“Listen to me sweet pea, don’t go up to any creepy looking people offering candy or kittens alright? Remember what we talked about?”
“And what else?”
“Don’t drop any F bombs in school?”
“That’s my smart safety girl!”
This is how I imagine our “stranger danger” safety talk would have sounded, if we’d ever had one. My daughter is agonizingly awkward around anyone who didn’t give birth to her (or help out in the delivery room). Even when my husband and I are nearby, she has a hesitancy toward playing with other kids, taking her turn on the slide or even claiming the free treat that comes with the kid’s meal.
I’m not implying that she’s better than other kids because she overly cautious. I didn’t teach her this behavior, not intentionally. I’m pretty sure it’s a combination of her being born prematurely with a lot of health problems and having highly introverted parents. I can’t really even fathom a scenario in which anything would able to lure my daughter away from whatever solo activity she was engaged in. Not for all the Minecraft games, ponies or screen time in the world.
By now we’re all well aware of the clichéd man in the trench coat, that monster we warn our children against. I’d also like to think we’ve graduated to questioning the boy (or girl) next door, quiet and unassuming, as a possible threat too.
What about our teachers? More and more it seems I’m hearing about another student/teacher affair. Whether it’s the female teacher taking advantage of a young male student and he thinking himself a stud or a male teacher with a female student and she thinking there is a real relationship there and they are in love, the point is they both think they are in a consensual relationship when neither of them are.
The Catholic Church is notorious for their sex scandals. Just over three months ago here in the Minneapolis/St. Paul area of MN we had Archbishop John C. Nienstedt along with Auxiliary Bishop Lee Piche resign in the wake of criminal sex abuse charges against the archdiocese.
Police Corruption has seen its share of the spotlight too. According to the Star Tribune, the Minneapolis Police Department faced 61 lawsuits in 2013 that alleged excessive force that led to injury. In addition to that, an estimated $14 million dollars was paid out in litigation for misconduct cases that were filed between 2006-2012.
And as scary as all that is, according to RAINN (Rape Abuse & Incest National Network) 93% of sexual abuse reported against juveniles was perpetrated by a trusted friend or relative. Ninety-three percent.
The very people we tell our kids to find and trust in a time of need are the ones taking advantage of the situation and abusing their power. Is it really that much more terrifying to imagine our children being traumatized by a stranger at a bus stop than to find out uncle Mike has been asking your son or daughter to keep their “special secret”? I’m not saying one is worse than the other, they are both horrible. Imagining a kid experiencing any kind of abuse by a stranger and of course it’s distressing. Hopefully they have the safety of their home and family to go to. They get the message that strangers are dangerous (which they can be), family is not.

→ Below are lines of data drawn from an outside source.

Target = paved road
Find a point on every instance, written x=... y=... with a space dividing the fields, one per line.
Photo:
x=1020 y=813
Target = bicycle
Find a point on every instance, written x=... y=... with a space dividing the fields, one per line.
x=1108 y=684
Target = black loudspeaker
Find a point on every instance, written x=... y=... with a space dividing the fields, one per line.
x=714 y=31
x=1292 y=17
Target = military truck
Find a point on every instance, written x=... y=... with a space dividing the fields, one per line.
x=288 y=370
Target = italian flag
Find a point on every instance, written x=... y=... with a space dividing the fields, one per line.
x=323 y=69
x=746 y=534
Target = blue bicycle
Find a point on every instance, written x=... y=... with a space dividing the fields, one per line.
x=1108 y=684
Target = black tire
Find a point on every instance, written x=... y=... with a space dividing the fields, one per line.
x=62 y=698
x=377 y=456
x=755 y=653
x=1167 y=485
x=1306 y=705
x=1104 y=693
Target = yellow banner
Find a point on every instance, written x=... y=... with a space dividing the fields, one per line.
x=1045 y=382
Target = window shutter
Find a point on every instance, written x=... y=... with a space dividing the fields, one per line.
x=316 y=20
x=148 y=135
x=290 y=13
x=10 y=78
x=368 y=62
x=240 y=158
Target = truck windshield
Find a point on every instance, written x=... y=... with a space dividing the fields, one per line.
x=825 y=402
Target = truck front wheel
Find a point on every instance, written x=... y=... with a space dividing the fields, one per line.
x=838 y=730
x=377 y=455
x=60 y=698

What about the opposite? What about a child who is not safe at home? They might wonder, is anyone safe?
How can we expect our kids to trust the adults we’re not even sure we can trust? We need to teach them about boundaries. Having boundaries around their bodies and around their personal information, but how do we teach something we may not have learned ourselves?

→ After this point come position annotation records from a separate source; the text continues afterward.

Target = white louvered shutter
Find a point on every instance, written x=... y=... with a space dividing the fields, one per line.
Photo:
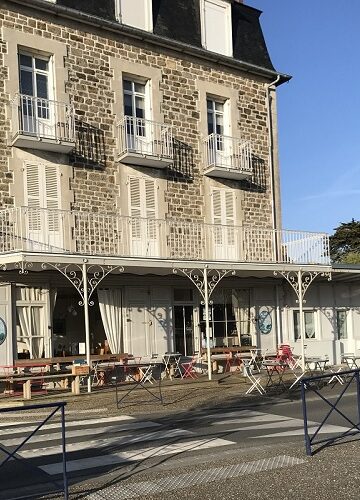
x=143 y=209
x=135 y=212
x=32 y=198
x=223 y=207
x=230 y=217
x=52 y=196
x=216 y=27
x=150 y=207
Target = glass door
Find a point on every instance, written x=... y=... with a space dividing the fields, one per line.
x=184 y=329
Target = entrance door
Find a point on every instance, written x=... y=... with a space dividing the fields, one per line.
x=184 y=331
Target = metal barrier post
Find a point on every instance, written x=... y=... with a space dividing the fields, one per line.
x=12 y=455
x=306 y=432
x=63 y=445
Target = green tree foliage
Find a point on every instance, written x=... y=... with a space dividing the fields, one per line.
x=345 y=243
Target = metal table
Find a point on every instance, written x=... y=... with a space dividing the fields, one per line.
x=134 y=376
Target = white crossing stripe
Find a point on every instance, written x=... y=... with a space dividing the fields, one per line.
x=101 y=443
x=135 y=455
x=265 y=417
x=37 y=438
x=229 y=414
x=326 y=429
x=74 y=423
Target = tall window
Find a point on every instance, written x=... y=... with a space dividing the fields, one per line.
x=341 y=324
x=143 y=212
x=42 y=197
x=223 y=215
x=216 y=32
x=215 y=116
x=134 y=98
x=34 y=77
x=309 y=319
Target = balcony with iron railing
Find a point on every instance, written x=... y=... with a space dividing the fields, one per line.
x=227 y=157
x=42 y=124
x=144 y=142
x=27 y=229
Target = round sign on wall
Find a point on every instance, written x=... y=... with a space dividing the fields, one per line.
x=265 y=321
x=3 y=331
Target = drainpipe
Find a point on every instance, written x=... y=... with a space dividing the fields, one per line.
x=271 y=166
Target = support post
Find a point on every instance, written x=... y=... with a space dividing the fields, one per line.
x=87 y=328
x=302 y=323
x=207 y=323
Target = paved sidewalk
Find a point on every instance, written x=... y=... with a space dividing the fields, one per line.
x=260 y=472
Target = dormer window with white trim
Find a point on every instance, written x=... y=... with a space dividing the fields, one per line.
x=216 y=32
x=135 y=13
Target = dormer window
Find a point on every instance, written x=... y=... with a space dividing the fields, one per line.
x=216 y=33
x=135 y=13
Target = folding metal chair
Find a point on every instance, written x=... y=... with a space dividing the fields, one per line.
x=255 y=380
x=188 y=370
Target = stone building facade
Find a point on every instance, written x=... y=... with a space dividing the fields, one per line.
x=135 y=142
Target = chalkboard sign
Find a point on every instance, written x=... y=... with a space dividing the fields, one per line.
x=265 y=321
x=3 y=331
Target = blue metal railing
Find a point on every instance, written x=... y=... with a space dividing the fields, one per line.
x=313 y=384
x=55 y=407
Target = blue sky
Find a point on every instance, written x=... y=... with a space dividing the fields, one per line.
x=317 y=42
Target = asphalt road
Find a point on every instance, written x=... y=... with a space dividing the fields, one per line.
x=205 y=453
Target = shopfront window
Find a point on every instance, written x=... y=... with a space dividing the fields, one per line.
x=229 y=319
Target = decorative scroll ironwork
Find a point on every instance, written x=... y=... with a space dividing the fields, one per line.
x=197 y=278
x=23 y=266
x=307 y=277
x=73 y=272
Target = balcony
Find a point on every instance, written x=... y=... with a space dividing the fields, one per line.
x=42 y=124
x=145 y=143
x=80 y=233
x=227 y=157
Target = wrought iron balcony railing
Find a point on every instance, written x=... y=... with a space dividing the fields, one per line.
x=227 y=157
x=42 y=124
x=144 y=142
x=56 y=231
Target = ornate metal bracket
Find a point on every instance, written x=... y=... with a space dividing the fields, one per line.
x=23 y=266
x=307 y=277
x=73 y=272
x=197 y=276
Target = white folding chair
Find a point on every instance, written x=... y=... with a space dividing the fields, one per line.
x=255 y=380
x=336 y=369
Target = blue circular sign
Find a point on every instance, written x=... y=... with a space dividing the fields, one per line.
x=265 y=321
x=3 y=331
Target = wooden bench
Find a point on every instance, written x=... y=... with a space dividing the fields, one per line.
x=41 y=378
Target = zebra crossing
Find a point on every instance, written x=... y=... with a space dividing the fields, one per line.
x=96 y=443
x=104 y=442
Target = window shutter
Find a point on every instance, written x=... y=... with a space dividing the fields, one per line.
x=32 y=196
x=216 y=27
x=135 y=197
x=150 y=197
x=135 y=206
x=229 y=208
x=51 y=195
x=216 y=196
x=150 y=201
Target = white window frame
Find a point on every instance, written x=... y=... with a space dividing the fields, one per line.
x=146 y=96
x=148 y=15
x=228 y=29
x=315 y=321
x=346 y=323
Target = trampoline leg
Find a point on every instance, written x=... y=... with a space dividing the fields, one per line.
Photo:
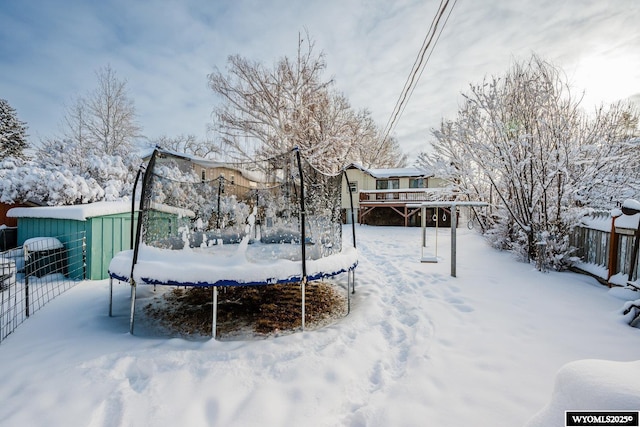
x=110 y=296
x=303 y=283
x=353 y=281
x=133 y=306
x=214 y=321
x=348 y=292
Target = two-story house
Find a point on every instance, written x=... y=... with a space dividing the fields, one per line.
x=391 y=196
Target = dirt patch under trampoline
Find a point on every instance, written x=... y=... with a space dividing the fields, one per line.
x=247 y=311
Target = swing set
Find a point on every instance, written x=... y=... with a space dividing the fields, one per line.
x=453 y=209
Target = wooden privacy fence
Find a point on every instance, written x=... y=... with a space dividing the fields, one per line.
x=605 y=247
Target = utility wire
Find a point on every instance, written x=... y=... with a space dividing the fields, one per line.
x=428 y=57
x=417 y=69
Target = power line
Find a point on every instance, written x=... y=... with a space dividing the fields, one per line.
x=418 y=68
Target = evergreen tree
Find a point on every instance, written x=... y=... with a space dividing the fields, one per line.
x=13 y=132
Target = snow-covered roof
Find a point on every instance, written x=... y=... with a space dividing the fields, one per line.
x=75 y=212
x=391 y=172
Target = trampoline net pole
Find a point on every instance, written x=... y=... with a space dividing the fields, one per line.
x=133 y=306
x=214 y=321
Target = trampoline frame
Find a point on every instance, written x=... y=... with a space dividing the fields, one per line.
x=145 y=173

My daughter is 12 now and sometimes she still kisses me goodnight on the lips and I wonder, is that ok? Sometimes the door isn’t locked when the bathroom is occupied, is that ok? I don’t know. I just have to trust my instinct. And teach her to do the same. Boundaries are so broad of a topic and everyone has a different idea on what is right for them. What I can teach her about is the feeling inside. If it feels icky in your tummy to think about hugging cousin Pat, you don’t have to hug cousin Pat. That’s your boundary. She should respect your feelings and in time, maybe that icky feeling will go away. And maybe it won’t. Either way, do whatever you are comfortable with.
I don’t know if there is one right answer or what that is, but I know it’s not spending the majority of our time and resources educating our children on where 7% of the problem lies.
Teach them about strangers. Teach them about family. Teach them about adults. Teach them about themselves. I think that’s a good place to start.